The scene was repeated on television networks all day long: The NHL's best player, Sidney Crosby, is mauled by a pair of Washington Capitals players as he attacks the goal. Crosby is slashed by the Russian star Alex Ovechkin, and then cross-checked in the face by defenceman Matt Niskanen before he crashes to the ice and is forced from the game with a concussion.
As word came down Tuesday that the NHL would not issue any additional discipline to Ovechkin or Niskanen beyond the major penalty Niskanen was assessed on the ice, the Penguins announced Crosby would miss Game 4 of their Eastern Conference semi-final. The result hardly seems equitable, but given the haphazard way the NHL enforces its rules around stick infractions, it is not a surprise.
"It's like a car accident," said Capitals' coach Barry Trotz. "You have your side of how it happened – and the other person will have his side. It's perspective. That's why we have a player safety department."
The NHL's department of player safety walks a thin line when it comes to enforcing stick fouls, which became a hot-button issue this season because so many went unpenalized.
Had Monday's injury happened to someone other than Crosby, it wouldn't necessarily attract so much attention.
But Crosby is the NHL's most recognizable talent, playing at the top of his game, and is the main reason the Penguins have a chance to defend the Stanley Cup they won last year, with Crosby the MVP of that series.
So his absence will be critically felt – by his team and also by the league, where he is one of the most consistently dominant players and now has to watch from the sidelines, for at least one game.
Under current player safety protocols, a player must be in control of his stick at all times and is responsible for any untoward outcomes. Intent doesn't matter. If you clip a player in the face, it's a penalty.
However, the league does allow for extenuating circumstances, in situations where a player's body or head position shifts at the precise split-second of contact. In those cases, if the league determines it would have been impossible for a player to stop his own forward momentum, either with his body or stick, that player is often exonerated for his actions.
For years, the NHL had a problem with predatory head hits, but eventually weaned the majority out of the game by strictly enforcing rules designed to make the game safer. The same strategy now needs to apply to how stick fouls are penalized, even if it will fundamentally force players to change how they defend.
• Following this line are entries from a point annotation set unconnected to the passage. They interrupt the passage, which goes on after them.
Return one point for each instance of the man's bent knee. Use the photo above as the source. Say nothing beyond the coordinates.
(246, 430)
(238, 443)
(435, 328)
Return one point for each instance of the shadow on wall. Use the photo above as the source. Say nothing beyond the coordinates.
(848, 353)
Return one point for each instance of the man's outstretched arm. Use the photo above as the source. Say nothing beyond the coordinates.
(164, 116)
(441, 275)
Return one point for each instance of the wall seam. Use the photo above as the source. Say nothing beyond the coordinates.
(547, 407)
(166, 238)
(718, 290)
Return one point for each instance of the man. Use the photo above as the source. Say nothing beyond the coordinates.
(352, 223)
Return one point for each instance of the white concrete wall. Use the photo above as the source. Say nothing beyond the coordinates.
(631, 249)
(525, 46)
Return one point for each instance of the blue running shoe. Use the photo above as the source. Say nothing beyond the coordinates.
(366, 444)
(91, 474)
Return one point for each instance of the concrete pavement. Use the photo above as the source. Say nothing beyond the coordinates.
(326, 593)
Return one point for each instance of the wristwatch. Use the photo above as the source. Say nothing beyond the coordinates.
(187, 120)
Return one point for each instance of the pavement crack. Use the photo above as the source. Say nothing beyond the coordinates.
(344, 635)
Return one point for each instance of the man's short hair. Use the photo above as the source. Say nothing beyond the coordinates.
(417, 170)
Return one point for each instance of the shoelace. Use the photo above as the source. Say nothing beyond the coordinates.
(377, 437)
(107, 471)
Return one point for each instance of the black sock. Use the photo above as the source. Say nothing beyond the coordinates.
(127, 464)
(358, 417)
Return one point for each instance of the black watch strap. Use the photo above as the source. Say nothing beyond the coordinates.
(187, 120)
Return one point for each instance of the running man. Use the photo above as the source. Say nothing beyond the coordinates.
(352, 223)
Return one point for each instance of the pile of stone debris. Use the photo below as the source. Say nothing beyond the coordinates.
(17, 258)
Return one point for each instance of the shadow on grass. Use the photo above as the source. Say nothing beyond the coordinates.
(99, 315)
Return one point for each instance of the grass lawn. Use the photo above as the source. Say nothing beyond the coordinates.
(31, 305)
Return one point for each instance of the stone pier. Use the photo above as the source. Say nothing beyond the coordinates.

Commonly, if a player's stick gets slashed and it breaks, it's an automatic penalty. But if a player's hand gets slashed and it breaks, often there is no penalty. It makes no sense.
Crosby was actually at the centre of a stick-wielding controversy earlier this season when Ottawa Senators' owner Eugene Melnyk wanted him banned indefinitely for a slash on defenceman Marc Methot that shattered Methot's finger. Slashes across the hand or sticks across the head have become so commonplace that, logically, the only way to genuinely wean players off that sort of behaviour would be to dramatically increase the consequences of any stick infraction.
Instead of routine two-minute minors, if they were all five-minute majors or double minors, presumably players would adjust and stop using their sticks to check. This, of course, would greatly alter the sport – which in this particular case wouldn't necessarily be a bad thing.
There is no timetable for Crosby's return, though Penguins' coach Mike Sullivan described his mood on Tuesday as "very positive" and said: "We're optimistic and hopeful that we will get him back in a timely fashion."
Crosby's concussion history dates back to a game against Washington in the NHL's 2011 Winter Classic in which he was hit in the head by forward David Steckel. That injury cost Crosby almost two full seasons. This past September, he was concussed again in an innocent training-camp collision with a teammate and missed the first six games of the season.
But he returned to lead the league in goal scoring (44) and on Monday was named a finalist for the Hart Trophy as the NHL's most valuable player. Pittsburgh currently leads the series 2-1, but Crosby's absence could tip it in Washington's favour. That's the short-term issue the Penguins need to deal with. To effect long-term positive change, there generally needs to a turning-point moment; perhaps the Crosby injury Monday night will bring about that change: That stick work needs to be greatly reduced in the same way that hits to the head have been greatly reduced.
It can be done. It just needs a trigger point. Maybe this is it.